The second idea is something referred to as managed service.

Capacity-on-demand is a form of managed service, Garing noted. Another form of managed service is the way DISA has acquired collaboration tools.

“Those are actually commercial services that we pay for as a service. We didn’t buy a thing. We didn’t buy one line of software, we didn’t buy one piece of hardware…we paid for a service,” he said. “Again, that’s a technique that has some strength but it also has some limitations. We found out the more commoditized something is, the better a candidate it is for managed service. The more specialized it is, the worse candidate it is.”

These are two of the ways DISA is trying to keep up with the speed at which information technology (IT) changes, Garing added.

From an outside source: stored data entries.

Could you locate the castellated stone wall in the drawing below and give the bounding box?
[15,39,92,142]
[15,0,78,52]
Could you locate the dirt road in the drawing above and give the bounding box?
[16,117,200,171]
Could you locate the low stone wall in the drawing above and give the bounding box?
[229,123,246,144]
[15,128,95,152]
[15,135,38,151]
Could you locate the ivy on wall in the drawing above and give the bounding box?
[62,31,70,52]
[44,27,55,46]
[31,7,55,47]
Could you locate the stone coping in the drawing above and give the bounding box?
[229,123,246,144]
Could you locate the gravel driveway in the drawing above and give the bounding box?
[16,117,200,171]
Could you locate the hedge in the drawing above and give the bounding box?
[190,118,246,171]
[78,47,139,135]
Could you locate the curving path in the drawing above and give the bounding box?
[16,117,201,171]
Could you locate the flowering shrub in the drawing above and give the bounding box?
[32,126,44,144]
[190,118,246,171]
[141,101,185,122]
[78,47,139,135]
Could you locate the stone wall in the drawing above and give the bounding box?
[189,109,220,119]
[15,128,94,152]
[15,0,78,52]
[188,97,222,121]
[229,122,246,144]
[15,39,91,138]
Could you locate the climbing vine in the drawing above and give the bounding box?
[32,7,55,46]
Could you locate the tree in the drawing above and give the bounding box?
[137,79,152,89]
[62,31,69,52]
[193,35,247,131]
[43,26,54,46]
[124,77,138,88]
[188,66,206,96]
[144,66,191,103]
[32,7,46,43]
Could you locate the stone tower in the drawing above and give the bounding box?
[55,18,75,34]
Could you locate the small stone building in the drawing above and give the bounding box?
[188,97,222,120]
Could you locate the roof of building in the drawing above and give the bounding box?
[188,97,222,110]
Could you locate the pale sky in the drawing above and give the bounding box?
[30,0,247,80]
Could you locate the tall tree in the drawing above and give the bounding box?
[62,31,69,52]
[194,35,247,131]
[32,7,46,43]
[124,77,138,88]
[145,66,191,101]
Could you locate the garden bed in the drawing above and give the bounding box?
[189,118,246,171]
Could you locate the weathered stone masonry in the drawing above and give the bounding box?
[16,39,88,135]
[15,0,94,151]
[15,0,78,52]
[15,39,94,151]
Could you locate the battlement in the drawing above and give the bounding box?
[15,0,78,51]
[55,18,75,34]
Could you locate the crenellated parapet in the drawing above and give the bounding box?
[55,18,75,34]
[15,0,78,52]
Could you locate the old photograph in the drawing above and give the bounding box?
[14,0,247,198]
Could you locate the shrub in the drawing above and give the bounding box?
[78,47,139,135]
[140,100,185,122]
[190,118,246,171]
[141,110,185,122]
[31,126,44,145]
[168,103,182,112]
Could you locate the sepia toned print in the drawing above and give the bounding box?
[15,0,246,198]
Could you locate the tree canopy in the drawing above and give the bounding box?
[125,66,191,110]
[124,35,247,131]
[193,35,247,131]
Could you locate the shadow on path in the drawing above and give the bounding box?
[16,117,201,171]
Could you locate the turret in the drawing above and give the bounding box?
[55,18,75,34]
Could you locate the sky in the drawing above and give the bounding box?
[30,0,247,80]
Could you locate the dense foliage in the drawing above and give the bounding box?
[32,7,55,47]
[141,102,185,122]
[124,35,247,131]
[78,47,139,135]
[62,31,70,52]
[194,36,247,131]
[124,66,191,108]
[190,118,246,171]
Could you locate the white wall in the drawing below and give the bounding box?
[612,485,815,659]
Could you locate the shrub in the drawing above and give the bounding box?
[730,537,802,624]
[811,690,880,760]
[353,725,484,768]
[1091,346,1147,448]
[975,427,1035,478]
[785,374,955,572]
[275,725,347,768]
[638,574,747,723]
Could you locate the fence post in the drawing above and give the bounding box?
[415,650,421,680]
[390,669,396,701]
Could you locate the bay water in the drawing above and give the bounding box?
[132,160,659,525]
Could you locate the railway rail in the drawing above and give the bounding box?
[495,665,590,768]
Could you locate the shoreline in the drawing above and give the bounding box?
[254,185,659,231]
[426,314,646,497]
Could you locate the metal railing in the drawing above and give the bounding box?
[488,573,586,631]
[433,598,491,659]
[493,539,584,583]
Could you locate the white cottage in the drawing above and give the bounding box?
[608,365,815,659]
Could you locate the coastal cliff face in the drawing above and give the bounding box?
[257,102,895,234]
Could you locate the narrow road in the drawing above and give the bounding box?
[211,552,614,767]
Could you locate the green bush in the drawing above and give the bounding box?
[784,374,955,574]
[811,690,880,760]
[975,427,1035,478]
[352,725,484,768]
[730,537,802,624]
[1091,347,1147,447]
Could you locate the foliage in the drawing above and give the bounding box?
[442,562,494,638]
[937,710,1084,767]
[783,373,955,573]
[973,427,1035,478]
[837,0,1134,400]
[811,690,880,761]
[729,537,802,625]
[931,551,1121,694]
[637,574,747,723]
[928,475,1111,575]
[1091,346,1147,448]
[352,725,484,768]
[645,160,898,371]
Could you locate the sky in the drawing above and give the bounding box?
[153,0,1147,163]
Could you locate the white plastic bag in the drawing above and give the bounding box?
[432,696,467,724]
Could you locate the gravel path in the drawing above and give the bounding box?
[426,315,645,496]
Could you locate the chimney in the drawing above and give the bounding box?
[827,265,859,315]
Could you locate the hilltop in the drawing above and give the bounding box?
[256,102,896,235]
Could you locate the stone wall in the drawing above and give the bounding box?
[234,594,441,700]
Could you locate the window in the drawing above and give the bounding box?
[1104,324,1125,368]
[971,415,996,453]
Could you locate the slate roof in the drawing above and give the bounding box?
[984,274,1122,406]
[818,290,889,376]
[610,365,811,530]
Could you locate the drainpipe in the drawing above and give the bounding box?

With the capacity on demand contracts, DISA does not specify what kind of hardware is used, except to say it has to be the most current release. Technology refresh is paid for in the contract, Garing said.

Garing added that Defense Department is leading in this effort. “I don’t think anyone else in the federal government is doing it now.”

“We took what some call utility computing in the private sector, [where] you actually rent capacity in somebody else’s data center, and we just changed it for security reasons to put it in our data centers,” he said.

DISA awarded the processing and storage-on-demand contracts in the past two to three years, Garing said.

“We are finding that the capacity-on-demand concept is fundamental to our cloud computing initiatives. Ideally a warfighting force goes some place connects to the network and then provisions services it needs on the network for its particular place, and time. The backend of that has to be this capacity-on-demand concept to give us the scalability we need,” he explained.

“We are finding the more standard we can get people to operate in Linux and Windows the easier that is. If there is one lesson to be learned there, it’s easier and more flexible to have a standard platform in the computing centers rather than have stand alones,” Garing said.

“What we are talking about today is a web services environment where anybody can hit the platform. You don’t know how many people, who they are, where they are from, or how long they will be on. But you have to keep the platform up and able to service whoever might hit it. A fundamental of that is having this capacity-on-demand concept.”